Pfizer announces US availability of biosimilar Inflectra

Inflectra will be the first biosimilar monoclonal antibody (mAb) to be available in the US.

Inflectra will be the first biosimilar monoclonal antibody (mAb) and only the second biosimilar to be available in the US. It is approved for the treatment of

Adult patients and pediatric patients (ages six years and older) with moderate to severely active Crohn’s disease who have had an inadequate response to conventional therapy

adult patients with moderate to severely active ulcerative colitis who have had an inadequate response to conventional therapy

moderate to severely active rheumatoid arthritis in combination with methotrexate; active ankylosing spondylitis; active psoriatic arthritis; and chronic severe plaque psoriasis.

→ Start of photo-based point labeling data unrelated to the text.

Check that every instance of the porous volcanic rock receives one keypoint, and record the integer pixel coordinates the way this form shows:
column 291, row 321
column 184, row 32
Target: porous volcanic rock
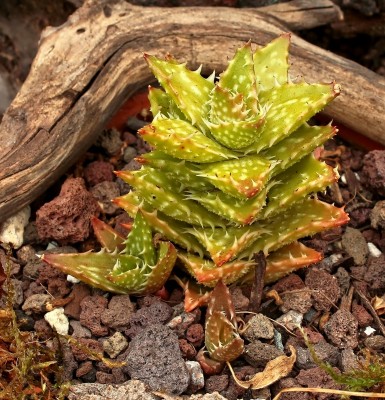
column 154, row 357
column 66, row 218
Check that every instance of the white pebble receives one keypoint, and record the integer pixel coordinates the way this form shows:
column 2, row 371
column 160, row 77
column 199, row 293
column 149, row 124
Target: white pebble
column 58, row 320
column 374, row 250
column 12, row 229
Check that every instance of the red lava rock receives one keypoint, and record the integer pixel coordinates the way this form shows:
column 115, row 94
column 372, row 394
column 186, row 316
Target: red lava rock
column 92, row 345
column 54, row 280
column 79, row 292
column 195, row 334
column 187, row 349
column 104, row 377
column 158, row 313
column 362, row 316
column 129, row 138
column 288, row 283
column 43, row 329
column 97, row 172
column 216, row 383
column 342, row 329
column 290, row 383
column 92, row 308
column 375, row 272
column 359, row 216
column 66, row 218
column 104, row 192
column 84, row 369
column 68, row 359
column 325, row 289
column 317, row 377
column 373, row 171
column 118, row 313
column 297, row 300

“Biologics have revolutionized the treatment of many life-threatening and chronic diseases. By introducing Inflectra to the US marketplace, Pfizer is helping customers access an additional high quality treatment option that promises greater savings for the healthcare system,” said Diem Nguyen, regional president North America, Pfizer Essential Health Business. “We are proud of our global leadership in biosimilars, and will continue our efforts to advance a sustainable, competitive marketplace for these therapies to deliver a high quality, consistent supply of product and long-term savings and value for patients and physicians.”

Pfizer holds exclusive commercialization rights to Celltrion’s Inflectra in the US, and has already successfully introduced Infelctra in other markets across the globe.